For me it was easy. Early on I enjoyed the fact that every living thing becomes "recycled". Just like when animals die and decompose and become valuable fertilizer for the earth we will too. The circle of life fascinates me. I become fertilizer, a corn stalk grows (or anything else doesn't matter), someone else picks it, it later becomes food for a person or animal, that person or animal later dies and the cycle repeats. Now looking back I did good deeds not for the sake of doing them, but because I was afraid of hell. Now I do them because it's the right thing to do and often look back and think how childish my mindset and mindsets of many are/were. I feel much more appreciative and thankful now after doing something good then I ever did before.
The biggest thing that leads me to do what I do is to change the world. Not on a global scale but a personal, family scale. If my children one day will tell their kids stories about and or with me I will have accomplished my goal and 'built my pyramid'. Any generation after that is just a bonus.
I find it comforting, to be honest. The idea of eternal life seems more like torture than what it does a blessing. Think about it, you would still be alive after our sun has died out (destroying our planet), after all other stars in all the gallaxies have died out, even after all matter in the universe has been sucked into black holes. What would you do then? It would be (my own personal) hell.. and i'm sure the hell of many others.
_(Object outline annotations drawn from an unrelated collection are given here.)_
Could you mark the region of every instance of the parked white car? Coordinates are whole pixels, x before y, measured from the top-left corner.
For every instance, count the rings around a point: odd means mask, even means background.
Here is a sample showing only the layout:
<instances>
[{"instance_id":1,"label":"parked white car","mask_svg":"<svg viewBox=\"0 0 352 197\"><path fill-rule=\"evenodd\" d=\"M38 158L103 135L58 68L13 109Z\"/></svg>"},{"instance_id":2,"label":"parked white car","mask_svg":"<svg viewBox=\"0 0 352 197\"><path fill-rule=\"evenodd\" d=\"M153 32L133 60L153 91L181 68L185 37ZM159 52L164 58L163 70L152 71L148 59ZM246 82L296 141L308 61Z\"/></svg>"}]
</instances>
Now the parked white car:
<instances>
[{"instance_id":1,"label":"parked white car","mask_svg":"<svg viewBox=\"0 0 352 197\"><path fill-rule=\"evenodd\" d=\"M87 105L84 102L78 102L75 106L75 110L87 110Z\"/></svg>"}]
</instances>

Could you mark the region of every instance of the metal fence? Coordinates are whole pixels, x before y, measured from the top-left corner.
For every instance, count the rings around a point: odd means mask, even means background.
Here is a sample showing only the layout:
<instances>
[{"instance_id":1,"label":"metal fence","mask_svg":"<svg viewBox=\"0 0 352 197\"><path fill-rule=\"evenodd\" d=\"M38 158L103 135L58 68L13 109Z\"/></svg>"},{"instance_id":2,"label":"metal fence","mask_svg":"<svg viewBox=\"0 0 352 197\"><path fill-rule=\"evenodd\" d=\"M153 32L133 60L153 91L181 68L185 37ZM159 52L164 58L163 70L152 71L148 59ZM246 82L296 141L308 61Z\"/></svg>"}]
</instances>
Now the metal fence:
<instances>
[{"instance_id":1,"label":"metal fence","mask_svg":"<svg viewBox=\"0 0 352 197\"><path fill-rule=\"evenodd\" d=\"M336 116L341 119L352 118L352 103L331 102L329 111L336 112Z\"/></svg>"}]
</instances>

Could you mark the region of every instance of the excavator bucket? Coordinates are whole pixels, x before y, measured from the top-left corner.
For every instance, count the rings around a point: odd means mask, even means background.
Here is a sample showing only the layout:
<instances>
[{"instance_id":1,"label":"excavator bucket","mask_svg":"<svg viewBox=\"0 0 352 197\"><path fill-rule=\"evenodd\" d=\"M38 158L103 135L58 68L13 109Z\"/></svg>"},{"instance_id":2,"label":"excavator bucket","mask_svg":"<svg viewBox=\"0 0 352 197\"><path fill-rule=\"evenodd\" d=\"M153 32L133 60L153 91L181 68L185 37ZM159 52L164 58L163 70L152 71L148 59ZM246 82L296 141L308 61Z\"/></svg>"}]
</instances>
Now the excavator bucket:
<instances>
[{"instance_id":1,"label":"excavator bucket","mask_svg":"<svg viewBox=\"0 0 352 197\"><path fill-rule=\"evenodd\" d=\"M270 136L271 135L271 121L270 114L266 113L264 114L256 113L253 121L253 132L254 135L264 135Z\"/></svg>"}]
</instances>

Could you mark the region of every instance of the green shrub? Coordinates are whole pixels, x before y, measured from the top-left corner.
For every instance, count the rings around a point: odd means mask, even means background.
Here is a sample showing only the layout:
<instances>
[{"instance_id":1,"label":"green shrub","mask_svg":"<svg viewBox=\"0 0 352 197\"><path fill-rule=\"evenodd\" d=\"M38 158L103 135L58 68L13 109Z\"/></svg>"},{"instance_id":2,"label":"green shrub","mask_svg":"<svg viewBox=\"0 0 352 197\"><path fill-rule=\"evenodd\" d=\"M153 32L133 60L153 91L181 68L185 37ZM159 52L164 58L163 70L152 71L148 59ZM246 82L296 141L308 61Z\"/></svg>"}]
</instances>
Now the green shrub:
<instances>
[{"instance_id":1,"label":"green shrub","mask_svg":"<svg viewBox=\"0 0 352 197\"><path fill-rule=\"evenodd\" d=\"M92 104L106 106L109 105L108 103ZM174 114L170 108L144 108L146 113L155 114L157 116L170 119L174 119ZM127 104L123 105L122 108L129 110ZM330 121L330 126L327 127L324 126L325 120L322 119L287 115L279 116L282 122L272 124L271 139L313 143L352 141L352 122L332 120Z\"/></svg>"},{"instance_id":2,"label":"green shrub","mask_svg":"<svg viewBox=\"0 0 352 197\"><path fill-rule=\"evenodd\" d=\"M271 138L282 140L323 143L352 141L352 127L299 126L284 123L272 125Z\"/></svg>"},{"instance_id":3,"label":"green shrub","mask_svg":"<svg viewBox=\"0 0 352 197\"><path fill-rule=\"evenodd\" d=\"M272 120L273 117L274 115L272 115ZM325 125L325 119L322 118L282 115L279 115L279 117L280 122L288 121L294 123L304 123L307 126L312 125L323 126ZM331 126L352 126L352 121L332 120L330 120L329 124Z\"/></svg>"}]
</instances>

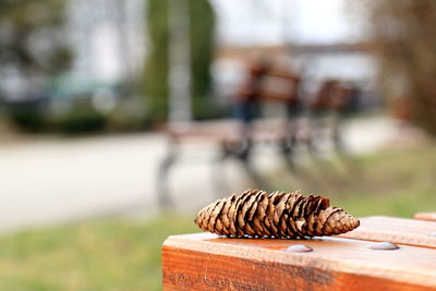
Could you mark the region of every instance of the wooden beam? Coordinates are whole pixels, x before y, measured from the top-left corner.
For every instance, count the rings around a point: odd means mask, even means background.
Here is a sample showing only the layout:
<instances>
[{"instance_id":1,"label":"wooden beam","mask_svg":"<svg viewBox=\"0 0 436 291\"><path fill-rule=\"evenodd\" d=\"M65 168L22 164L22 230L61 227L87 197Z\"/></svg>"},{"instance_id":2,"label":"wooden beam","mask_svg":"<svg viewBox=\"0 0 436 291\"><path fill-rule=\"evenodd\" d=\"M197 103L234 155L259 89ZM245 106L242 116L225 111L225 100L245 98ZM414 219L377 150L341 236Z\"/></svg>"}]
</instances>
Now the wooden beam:
<instances>
[{"instance_id":1,"label":"wooden beam","mask_svg":"<svg viewBox=\"0 0 436 291\"><path fill-rule=\"evenodd\" d=\"M415 214L414 219L436 221L436 213L419 213Z\"/></svg>"},{"instance_id":2,"label":"wooden beam","mask_svg":"<svg viewBox=\"0 0 436 291\"><path fill-rule=\"evenodd\" d=\"M294 244L310 253L292 253ZM436 251L374 242L228 239L210 233L170 237L162 247L165 290L432 290Z\"/></svg>"},{"instance_id":3,"label":"wooden beam","mask_svg":"<svg viewBox=\"0 0 436 291\"><path fill-rule=\"evenodd\" d=\"M340 237L367 241L389 241L436 248L435 232L434 222L374 216L362 218L359 228Z\"/></svg>"}]
</instances>

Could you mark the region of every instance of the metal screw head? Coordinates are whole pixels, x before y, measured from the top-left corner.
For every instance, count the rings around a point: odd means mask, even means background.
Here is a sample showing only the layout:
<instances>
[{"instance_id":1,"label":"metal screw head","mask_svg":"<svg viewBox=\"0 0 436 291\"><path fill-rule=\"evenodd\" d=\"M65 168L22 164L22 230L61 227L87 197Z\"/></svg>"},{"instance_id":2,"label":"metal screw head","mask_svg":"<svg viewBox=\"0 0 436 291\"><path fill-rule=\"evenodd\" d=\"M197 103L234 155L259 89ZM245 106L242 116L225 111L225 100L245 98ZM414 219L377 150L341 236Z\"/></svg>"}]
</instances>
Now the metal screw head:
<instances>
[{"instance_id":1,"label":"metal screw head","mask_svg":"<svg viewBox=\"0 0 436 291\"><path fill-rule=\"evenodd\" d=\"M312 252L313 248L305 244L294 244L294 245L291 245L291 246L284 248L284 251L292 252L292 253L308 253L308 252Z\"/></svg>"},{"instance_id":2,"label":"metal screw head","mask_svg":"<svg viewBox=\"0 0 436 291\"><path fill-rule=\"evenodd\" d=\"M379 242L375 243L372 246L370 246L371 250L377 250L377 251L393 251L400 248L397 244L391 243L391 242Z\"/></svg>"}]
</instances>

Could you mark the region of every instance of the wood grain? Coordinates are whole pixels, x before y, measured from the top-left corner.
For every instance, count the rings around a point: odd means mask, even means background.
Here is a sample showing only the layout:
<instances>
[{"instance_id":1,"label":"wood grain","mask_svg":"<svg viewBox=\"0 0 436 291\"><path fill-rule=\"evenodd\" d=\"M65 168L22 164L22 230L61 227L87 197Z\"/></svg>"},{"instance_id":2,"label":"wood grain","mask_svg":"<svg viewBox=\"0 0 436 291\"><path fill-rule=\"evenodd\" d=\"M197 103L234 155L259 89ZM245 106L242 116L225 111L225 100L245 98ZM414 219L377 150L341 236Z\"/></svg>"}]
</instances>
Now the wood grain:
<instances>
[{"instance_id":1,"label":"wood grain","mask_svg":"<svg viewBox=\"0 0 436 291\"><path fill-rule=\"evenodd\" d=\"M436 213L419 213L415 214L414 219L436 221Z\"/></svg>"},{"instance_id":2,"label":"wood grain","mask_svg":"<svg viewBox=\"0 0 436 291\"><path fill-rule=\"evenodd\" d=\"M314 251L291 253L304 243ZM436 290L436 251L374 242L170 237L162 247L165 290Z\"/></svg>"},{"instance_id":3,"label":"wood grain","mask_svg":"<svg viewBox=\"0 0 436 291\"><path fill-rule=\"evenodd\" d=\"M361 219L361 226L339 237L436 248L436 223L407 218L374 216Z\"/></svg>"}]
</instances>

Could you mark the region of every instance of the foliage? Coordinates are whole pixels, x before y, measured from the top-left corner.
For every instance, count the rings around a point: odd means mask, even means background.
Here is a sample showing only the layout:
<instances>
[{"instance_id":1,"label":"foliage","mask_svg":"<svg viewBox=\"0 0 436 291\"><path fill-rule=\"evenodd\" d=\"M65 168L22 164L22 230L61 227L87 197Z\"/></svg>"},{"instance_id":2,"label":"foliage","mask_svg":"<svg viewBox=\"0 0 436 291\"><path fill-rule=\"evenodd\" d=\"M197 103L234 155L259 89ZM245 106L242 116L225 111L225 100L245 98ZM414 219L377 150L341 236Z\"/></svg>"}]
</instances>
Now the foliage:
<instances>
[{"instance_id":1,"label":"foliage","mask_svg":"<svg viewBox=\"0 0 436 291\"><path fill-rule=\"evenodd\" d=\"M214 53L215 14L208 0L190 0L189 5L193 112L195 118L206 118L211 106L209 68ZM150 39L145 70L148 116L153 120L165 120L169 99L168 1L148 1L147 28Z\"/></svg>"},{"instance_id":2,"label":"foliage","mask_svg":"<svg viewBox=\"0 0 436 291\"><path fill-rule=\"evenodd\" d=\"M68 68L71 52L62 24L65 1L0 1L1 70L22 76L53 74Z\"/></svg>"},{"instance_id":3,"label":"foliage","mask_svg":"<svg viewBox=\"0 0 436 291\"><path fill-rule=\"evenodd\" d=\"M436 1L366 0L382 89L407 98L410 114L436 134Z\"/></svg>"}]
</instances>

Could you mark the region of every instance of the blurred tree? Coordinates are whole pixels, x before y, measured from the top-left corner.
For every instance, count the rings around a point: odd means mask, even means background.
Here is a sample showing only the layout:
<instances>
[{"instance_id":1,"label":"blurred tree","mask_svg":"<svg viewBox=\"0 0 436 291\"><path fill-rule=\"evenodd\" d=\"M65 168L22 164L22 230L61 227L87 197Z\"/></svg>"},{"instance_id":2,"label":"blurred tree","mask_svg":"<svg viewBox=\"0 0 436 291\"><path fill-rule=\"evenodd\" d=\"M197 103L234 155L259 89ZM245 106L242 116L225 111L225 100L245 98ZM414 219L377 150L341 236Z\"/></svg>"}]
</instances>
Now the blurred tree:
<instances>
[{"instance_id":1,"label":"blurred tree","mask_svg":"<svg viewBox=\"0 0 436 291\"><path fill-rule=\"evenodd\" d=\"M72 53L62 27L65 2L0 1L0 73L12 69L22 77L41 77L68 69Z\"/></svg>"},{"instance_id":2,"label":"blurred tree","mask_svg":"<svg viewBox=\"0 0 436 291\"><path fill-rule=\"evenodd\" d=\"M380 87L404 98L409 116L436 134L436 1L363 1L379 61ZM395 2L395 3L393 3ZM404 110L404 104L396 108Z\"/></svg>"},{"instance_id":3,"label":"blurred tree","mask_svg":"<svg viewBox=\"0 0 436 291\"><path fill-rule=\"evenodd\" d=\"M39 131L45 126L47 81L71 62L63 31L65 2L0 1L0 99L14 100L9 111L21 129Z\"/></svg>"},{"instance_id":4,"label":"blurred tree","mask_svg":"<svg viewBox=\"0 0 436 291\"><path fill-rule=\"evenodd\" d=\"M217 114L217 107L209 106L210 63L214 54L215 14L208 0L189 0L191 74L194 118ZM165 120L168 116L169 25L168 1L149 0L147 27L150 52L145 70L145 92L148 117Z\"/></svg>"}]
</instances>

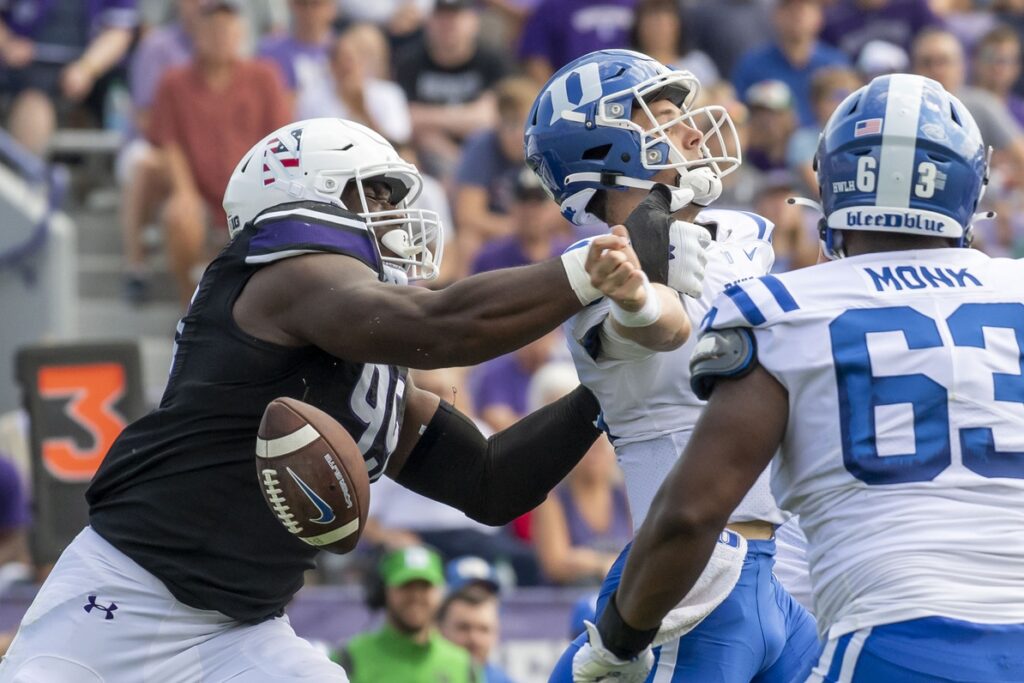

I've turned my attention instead to the wonders of the universe and (as many have said) to the fortune that we have to actually be alive and be conscious of our existance, and not just driven by survival instincts like so many other animals. It truly is amazing.
I was eleven when I came to the conclusion that there is no afterlife. I was very depressed at first. Mostly, it was because I realized that my family members I thought were in heaven were actually long gone. I am now twenty-five and I am at peace with my realization. I don’t see how anyone would want to spend eternity in a heaven with the kind of god Christians describe. When I think about death now I think about returning to the earth and that doesn’t seem so bad. I can still see the beauty in life and I appreciate it that much more knowing that this life is the only one I get.
Hitchens compared Xian heaven to North Korea, where they spend all their time singing the praises of the great leader.
Then he pointed out that at least in North Korea you can fucking die to get out of it.
i remember last year when i went to the beach, i was walking by and saw this pelican lying on the beach with a broken wing. it could not fly, obviously. and soon the crabs would eat him, or a cat, or other animal. but it didn't move or make any sound, it just stood there, oblivious to his surroundings. he had a kind of stoic look in his eyes; calm and patiently, he waited for something that surely was to come. i often think about that pelican, in my good and bad days. and the lesson he taught me.
I like this:
"To be a warrior a man has to be first of all, and rightfully so, keenly aware of his own death. But to be concerned with death would force any one of us to focus on the self and that would be debilitating. So the next thing one needs to be a warrior is detachment. The idea of imminent death instead of becoming an obsession, becomes an indifference."
- Don Jaun (from Carlos Castaneda's "The Teachings of Don Jaun")
Or as Shakespeare put it, "The coward dies a thousand times before his death, the valiant taste of death but once."